Por Edgardo Solano
La dupla de directores Nicolás Iacouzzi y Pablo Chehebar toma desde lo biológico, lo social y lo cultural la problemática que generó la inclusión de este animal en la isla de Tierra del Fuego.

“Castores – La Invasión del Fin del Mundo” narra, en formato de documental, uno de los intentos más ingenuos del hombre por querer alterar los ecosistemas en su beneficio a través de la inclusión de una especie exótica.
Todo comenzó en 1940, cuando veinte castores canadienses fueron introducidos en la isla de Tierra del Fuego, al sur de Argentina y Chile, para el posterior desarrollo de la industria peletera en la región.
Aquel proyecto naufragó y el castor, sin depredadores naturales a la vista, se expandió en un abrir y cerrar de ojos como plaga por otras islas de la región alcanzando una población de uno 150 mil individuos. Este fenómeno generó la destrucción a mansalva de arboles y especies locales, amenazando todos los bosques y lagos de la Patagonia.
La película, que se estrena en el en el Espacio INCAA km 0 Gaumont de Buenos Aires, se presentó en los festivales de Recontres Cinelatino de Tolouse, Francia, 2015 ; FICMA- Tierra del Fuego, 2015 ; muestra de Cine en grande 2015.
Bajo la lente de los directores Nicolás Iacouzzi y Pablo Chehebar se trata esta particular circunstancia, aunque no sólo enfocada desde el propio castor, sino también desde lo cultural, social y económico sobre la llegada de este animal a uno de los enclaves más australes del mundo.

“El proyecto surgió de las ganas de hacer un documental biológico. Tenías varios temas, un biólogo amigo nos dio su opinión de diez problemas que veía y uno era el de las especias invasoras, nos encontramos con la historia de castor, pero hay varias especies más. Nos parecía súper fuerte lo que pasó durante estos años con el castor”, le comenta a Crónicas y versiones Pablo Chehebar.
Para el realizador, la problemática de la llegada del castor a Tierra del Fuego tiene varias miradas que van más allá del propio animal. “Descubrimos, o al menos lo intentamos, que este es un problema muy complejo y con muchas aristas, no se lo pude mirar de un solo lado. El problema lo tomamos desde lo biológico, desde los social y desde lo cultural, de todos lados. No quisimos hacer la familia del castor, tomamos al animal desde otro lado”, acota.
“Castores – La Invasión del Fin del Mundo” es el primer documental de esta dupla de directores, quienes ya mostraron sus credenciales estando detrás de las cámaras en un tendal de comerciales y series televisivas.

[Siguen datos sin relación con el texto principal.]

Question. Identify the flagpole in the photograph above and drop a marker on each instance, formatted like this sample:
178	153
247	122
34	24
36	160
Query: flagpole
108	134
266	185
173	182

El documental es una combinación de imágenes sorprendentes, fanfarria militar, films de época, cocina, animaciones y entrevistas extravagantes. El castor, no sin humor, es observado en todas sus perceptivas.
Mientras el simpático y dientudo animal hace de las suyas, los conservacionistas de la vida salvaje están convencidos de que hay que eliminar a los 150 mil ejemplares sin perder más tiempo, mientras qué algunos de los mas reconocidos especialistas en esta especie están persuadidos de que la erradicación es una quimera y se oponen a la matanza de estos animales.
“Hay científicos que buscan soluciones y actividades comerciales que aprovechan al animal por la piel y el turismo, son contradicciones que nos pintan como sociedad. Se intenta luchar por otro lado, mientras que el otro se ofrece que al turismo a que vengan a ver a los castores y se intenta vender su carne. También pasan otras cosas, como los nacidos y criados en Tierra del Fuego en los 60 años, conviven con el castor”, agrega el realizador los distintos intereses sobre esta especie propia del hemisferio norte.
A propósito de las afirmaciones de Chehebar, en Tierra del Fuego el turismo le saca el jugo a los castores, al punto de que un hombre vestido de este animal raparte volantes promocionando uno de los mas famosos centros de esquí (el Cerro Castor), mientras que por otro lado los cazadores reclaman subsidios cancelados, los científicos investigan sin cesar, los guarda-parques hacen lo que pueden y los restaurantes intentan ofrecen la carne de castor en sus menúes.
Ante esta lucha de intereses, el documental tiene un mensaje claro. “Intentamos mostrar la visión de hoy 2015, con el diario del lunes. Lo que más intentamos fue no bajar línea, contar el problema con todas sus aristas con la intención de que el espectador se quede pensado”, cierra el director.